Ultimate library challenge: taming the internet by Jill Lawless.
From the post:
Capturing the unruly, ever-changing internet is like trying to pin down a raging river. But the British Library is going to try.
For centuries, the library has kept a copy of every book, pamphlet, magazine and newspaper published in Britain. Starting on Saturday, it will also be bound to record every British website, e-book, online newsletter and blog in a bid to preserve the nation’s ”digital memory”.
As if that’s not a big enough task, the library also has to make this digital archive available to future researchers – come time, tide or technological change.

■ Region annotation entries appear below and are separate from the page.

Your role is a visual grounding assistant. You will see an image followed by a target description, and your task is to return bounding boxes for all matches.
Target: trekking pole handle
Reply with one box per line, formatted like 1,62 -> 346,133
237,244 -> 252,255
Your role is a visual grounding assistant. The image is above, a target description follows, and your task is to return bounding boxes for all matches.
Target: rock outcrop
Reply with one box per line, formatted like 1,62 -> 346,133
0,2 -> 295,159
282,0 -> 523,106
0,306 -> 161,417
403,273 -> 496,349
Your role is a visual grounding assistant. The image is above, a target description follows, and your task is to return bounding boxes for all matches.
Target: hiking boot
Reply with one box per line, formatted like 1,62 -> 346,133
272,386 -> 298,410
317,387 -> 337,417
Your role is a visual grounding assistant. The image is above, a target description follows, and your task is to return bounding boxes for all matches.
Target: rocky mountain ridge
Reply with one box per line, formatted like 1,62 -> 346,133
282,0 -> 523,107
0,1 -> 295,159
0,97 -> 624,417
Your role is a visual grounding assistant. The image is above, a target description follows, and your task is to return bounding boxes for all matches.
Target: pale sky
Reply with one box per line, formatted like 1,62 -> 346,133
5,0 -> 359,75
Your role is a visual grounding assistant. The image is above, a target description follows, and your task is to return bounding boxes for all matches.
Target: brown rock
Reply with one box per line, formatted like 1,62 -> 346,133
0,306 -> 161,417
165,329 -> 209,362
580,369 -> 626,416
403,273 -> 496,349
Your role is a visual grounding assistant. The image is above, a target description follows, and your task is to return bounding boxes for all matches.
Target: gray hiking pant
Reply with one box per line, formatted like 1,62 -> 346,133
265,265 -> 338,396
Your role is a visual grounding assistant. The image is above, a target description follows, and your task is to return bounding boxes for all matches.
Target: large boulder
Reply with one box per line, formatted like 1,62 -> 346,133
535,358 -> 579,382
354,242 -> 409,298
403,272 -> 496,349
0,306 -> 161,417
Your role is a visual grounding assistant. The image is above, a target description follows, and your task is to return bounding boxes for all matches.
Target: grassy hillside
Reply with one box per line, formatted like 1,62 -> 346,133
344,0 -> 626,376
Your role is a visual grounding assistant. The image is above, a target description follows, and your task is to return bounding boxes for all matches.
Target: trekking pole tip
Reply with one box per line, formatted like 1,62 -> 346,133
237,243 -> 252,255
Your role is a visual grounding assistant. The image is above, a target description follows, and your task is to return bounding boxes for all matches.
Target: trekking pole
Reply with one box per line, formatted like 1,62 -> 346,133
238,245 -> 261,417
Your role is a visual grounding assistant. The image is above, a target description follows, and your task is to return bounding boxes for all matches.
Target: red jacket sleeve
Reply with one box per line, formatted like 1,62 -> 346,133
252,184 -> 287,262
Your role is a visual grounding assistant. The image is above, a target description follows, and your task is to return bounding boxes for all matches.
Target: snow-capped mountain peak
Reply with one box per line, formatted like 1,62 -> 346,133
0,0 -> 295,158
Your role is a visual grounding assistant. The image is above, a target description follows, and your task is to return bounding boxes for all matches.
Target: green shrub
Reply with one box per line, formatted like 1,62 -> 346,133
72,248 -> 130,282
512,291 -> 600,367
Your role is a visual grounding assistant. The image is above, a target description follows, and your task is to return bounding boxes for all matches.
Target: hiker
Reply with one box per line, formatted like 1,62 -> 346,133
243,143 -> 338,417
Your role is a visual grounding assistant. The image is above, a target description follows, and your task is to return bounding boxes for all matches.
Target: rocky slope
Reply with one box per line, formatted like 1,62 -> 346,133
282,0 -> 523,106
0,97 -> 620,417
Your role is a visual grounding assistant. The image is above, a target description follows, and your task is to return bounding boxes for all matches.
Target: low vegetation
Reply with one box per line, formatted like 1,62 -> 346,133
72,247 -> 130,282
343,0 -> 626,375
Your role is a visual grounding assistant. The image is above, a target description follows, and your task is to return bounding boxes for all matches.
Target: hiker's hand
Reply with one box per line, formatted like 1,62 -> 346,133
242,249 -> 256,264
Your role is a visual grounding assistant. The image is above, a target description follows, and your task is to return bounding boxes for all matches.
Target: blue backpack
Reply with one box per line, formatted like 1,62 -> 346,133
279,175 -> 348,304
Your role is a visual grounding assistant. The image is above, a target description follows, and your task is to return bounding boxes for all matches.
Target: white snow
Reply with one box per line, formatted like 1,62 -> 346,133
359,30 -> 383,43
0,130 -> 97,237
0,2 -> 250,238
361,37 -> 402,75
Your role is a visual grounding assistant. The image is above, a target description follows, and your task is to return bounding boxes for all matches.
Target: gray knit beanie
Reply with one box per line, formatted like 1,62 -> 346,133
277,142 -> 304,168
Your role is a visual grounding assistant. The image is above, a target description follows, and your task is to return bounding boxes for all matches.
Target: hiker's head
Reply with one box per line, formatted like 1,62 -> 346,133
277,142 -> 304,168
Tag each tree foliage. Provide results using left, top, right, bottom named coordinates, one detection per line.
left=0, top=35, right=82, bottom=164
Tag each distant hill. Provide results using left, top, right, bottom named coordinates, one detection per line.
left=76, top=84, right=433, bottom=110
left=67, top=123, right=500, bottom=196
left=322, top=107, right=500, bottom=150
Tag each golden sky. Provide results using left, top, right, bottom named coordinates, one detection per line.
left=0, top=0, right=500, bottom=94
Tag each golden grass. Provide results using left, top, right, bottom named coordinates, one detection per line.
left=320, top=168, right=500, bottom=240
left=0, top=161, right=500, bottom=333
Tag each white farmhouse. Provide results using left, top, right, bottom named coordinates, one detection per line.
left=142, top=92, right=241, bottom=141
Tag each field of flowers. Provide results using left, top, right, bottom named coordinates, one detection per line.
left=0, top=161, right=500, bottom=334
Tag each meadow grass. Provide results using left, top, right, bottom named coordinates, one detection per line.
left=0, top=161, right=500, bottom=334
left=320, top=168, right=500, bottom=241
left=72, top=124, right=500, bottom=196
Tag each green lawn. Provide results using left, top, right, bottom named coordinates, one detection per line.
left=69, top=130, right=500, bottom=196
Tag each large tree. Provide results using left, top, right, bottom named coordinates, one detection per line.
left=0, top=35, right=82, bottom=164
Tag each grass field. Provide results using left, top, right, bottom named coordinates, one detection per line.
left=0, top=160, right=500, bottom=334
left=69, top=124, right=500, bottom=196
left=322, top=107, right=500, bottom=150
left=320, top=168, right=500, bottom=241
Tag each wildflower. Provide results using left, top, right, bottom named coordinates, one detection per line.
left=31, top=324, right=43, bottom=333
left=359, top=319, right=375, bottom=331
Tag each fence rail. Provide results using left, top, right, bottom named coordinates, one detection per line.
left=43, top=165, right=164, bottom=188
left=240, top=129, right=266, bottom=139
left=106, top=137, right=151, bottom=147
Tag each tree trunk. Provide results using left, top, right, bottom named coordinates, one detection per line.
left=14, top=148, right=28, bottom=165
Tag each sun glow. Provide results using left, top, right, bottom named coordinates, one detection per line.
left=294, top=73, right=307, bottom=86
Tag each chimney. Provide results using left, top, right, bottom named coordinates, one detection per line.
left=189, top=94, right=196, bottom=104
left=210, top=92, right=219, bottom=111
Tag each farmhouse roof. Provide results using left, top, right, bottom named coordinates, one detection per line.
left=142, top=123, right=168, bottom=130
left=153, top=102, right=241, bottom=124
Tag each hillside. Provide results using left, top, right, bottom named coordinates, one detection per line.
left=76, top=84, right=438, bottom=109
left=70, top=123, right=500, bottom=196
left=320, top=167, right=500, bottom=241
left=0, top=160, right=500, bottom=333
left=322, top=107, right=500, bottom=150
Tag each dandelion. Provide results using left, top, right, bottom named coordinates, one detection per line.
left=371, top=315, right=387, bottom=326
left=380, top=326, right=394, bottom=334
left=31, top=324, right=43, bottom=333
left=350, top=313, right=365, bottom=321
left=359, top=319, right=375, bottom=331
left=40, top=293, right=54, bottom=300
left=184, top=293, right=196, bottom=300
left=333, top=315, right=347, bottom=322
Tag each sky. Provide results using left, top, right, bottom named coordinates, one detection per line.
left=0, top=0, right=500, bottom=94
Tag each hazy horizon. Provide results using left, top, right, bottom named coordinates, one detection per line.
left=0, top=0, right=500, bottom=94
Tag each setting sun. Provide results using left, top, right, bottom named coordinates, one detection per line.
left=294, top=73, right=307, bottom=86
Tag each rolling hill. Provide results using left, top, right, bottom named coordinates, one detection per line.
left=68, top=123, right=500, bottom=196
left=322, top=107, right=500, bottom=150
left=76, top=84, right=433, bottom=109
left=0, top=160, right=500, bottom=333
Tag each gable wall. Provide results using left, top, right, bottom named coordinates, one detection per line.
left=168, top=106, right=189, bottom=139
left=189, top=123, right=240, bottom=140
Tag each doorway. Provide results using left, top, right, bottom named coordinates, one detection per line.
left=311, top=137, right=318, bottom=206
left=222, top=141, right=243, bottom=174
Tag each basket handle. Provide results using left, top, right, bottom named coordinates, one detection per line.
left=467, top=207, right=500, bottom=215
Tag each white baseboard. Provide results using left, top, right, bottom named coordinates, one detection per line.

The library says the work is urgent. Ever since people began switching from paper and ink to computers and mobile phones, material that would fascinate future historians has been disappearing into a digital black hole. The library says firsthand accounts of everything from the 2005 London transit bombings to Britain’s 2010 election campaign have already vanished.
”Stuff out there on the web is ephemeral,” said Lucie Burgess the library’s head of content strategy. ”The average life of a web page is only 75 days, because websites change, the contents get taken down.
”If we don’t capture this material, a critical piece of the jigsaw puzzle of our understanding of the 21st century will be lost.”
For more details, see Jill’s post or, Click to save the nations digital memory (British Library press release), or 100 websites: Capturing the digital universe (sample of results of archiving with only 100 sites).
The content gathered by the project will be made available to the public.
A welcome venture, particularly since the results will be made available to the public.
An unanswerable question but I do wonder how we would view Greek drama if all of it had been preserved?
Hundreds if not thousands of plays were written and performed every year.
The Complete Greek Drama lists only forty-seven (47) that have survived to this day.
If whole scale preservation is the first step, how do we preserve paths to what’s worth reading in a data labyrinth as a second step?
I first saw this in a tweet by Jason Ronallo.